Key Features and Enhancements
- Refer to the Frameworks Support Matrix for container image versions that the 20.02 inference server container is based on.
- The inference server container image version 20.02 is additionally based on ONNX Runtime 1.1.1.
- The TensorRT backend is improved to have significantly better performance. Improvements include reducing thread contention, using pinned memory for faster CPU<->GPU transfers, and increasing compute and memory copy overlap on GPUs.
- Reduce memory usage of TensorRT models in many cases by sharing weights across multiple model instances.
- Boolean data-type and shape tensors are now supported for TensorRT models.
- A new model configuration option allows the dynamic batcher to create “ragged” batches for custom backend models.
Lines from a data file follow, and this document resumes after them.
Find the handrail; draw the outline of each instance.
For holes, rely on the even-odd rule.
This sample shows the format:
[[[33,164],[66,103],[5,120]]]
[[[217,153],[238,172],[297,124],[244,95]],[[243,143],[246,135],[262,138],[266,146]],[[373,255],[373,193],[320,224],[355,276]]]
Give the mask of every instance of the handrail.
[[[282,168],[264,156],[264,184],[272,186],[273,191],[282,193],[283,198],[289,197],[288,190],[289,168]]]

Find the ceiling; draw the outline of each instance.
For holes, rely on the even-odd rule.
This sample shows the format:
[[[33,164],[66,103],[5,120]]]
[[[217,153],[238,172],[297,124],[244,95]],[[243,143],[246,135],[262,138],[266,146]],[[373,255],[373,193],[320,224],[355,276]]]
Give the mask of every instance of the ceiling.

A ragged batch is a batch where one or more of the input/output tensors have different shapes in different batch entries.
- Local S3 storage endpoints are now supported for model repositories. A local S3 endpoint is specified as s3://host:port/path/to/repository.
- The Helm chart showing an example Kubernetes deployment is updated to include Prometheus and Grafana support so that inference server metrics can be collected and visualized.
- The inference server container no longer sets LD_LIBRARY_PATH, instead the server uses RUNPATH to locate its shared libraries.
- Python 2 is end-of-life so all support has been removed. Python 3 is still supported.
- Ubuntu 18.04 with January 2020 updates
NVIDIA TensorRT Inference Server Container Versions
The following table shows what versions of Ubuntu, CUDA, TensorRT Inference Server, and TensorRT are supported in each of the NVIDIA containers for TensorRT Inference Server. For older container versions, refer to the Frameworks Support Matrix.
Container Version | Ubuntu | CUDA Toolkit | TensorRT Inference Server | TensorRT |
---|---|---|---|---|
20.02 |
18.04 |
NVIDIA CUDA 10.2.89 | 1.12.0 | TensorRT 7.0.0 |
1.11.0 | ||||
1.10.0 | ||||
1.9.0 | TensorRT 6.0.1 | |||
1.8.0 | ||||
19.10 | NVIDIA CUDA 10.1.243 | 1.7.0 | ||
19.09 | 1.6.0 | |||
19.08 | 1.5.0 | TensorRT 5.1.5 |
Known Issues
-
TensorRT reformat-free I/O is not supported.
-
Some versions of Google Kubernetes Engine (GKE) contain a regression in the handling of LD_LIBRARY_PATH that prevents the inference server container from running correctly (see issue 141255952). Use a GKE 1.13 or earlier version or a GKE 1.14.6 or later version to avoid this issue.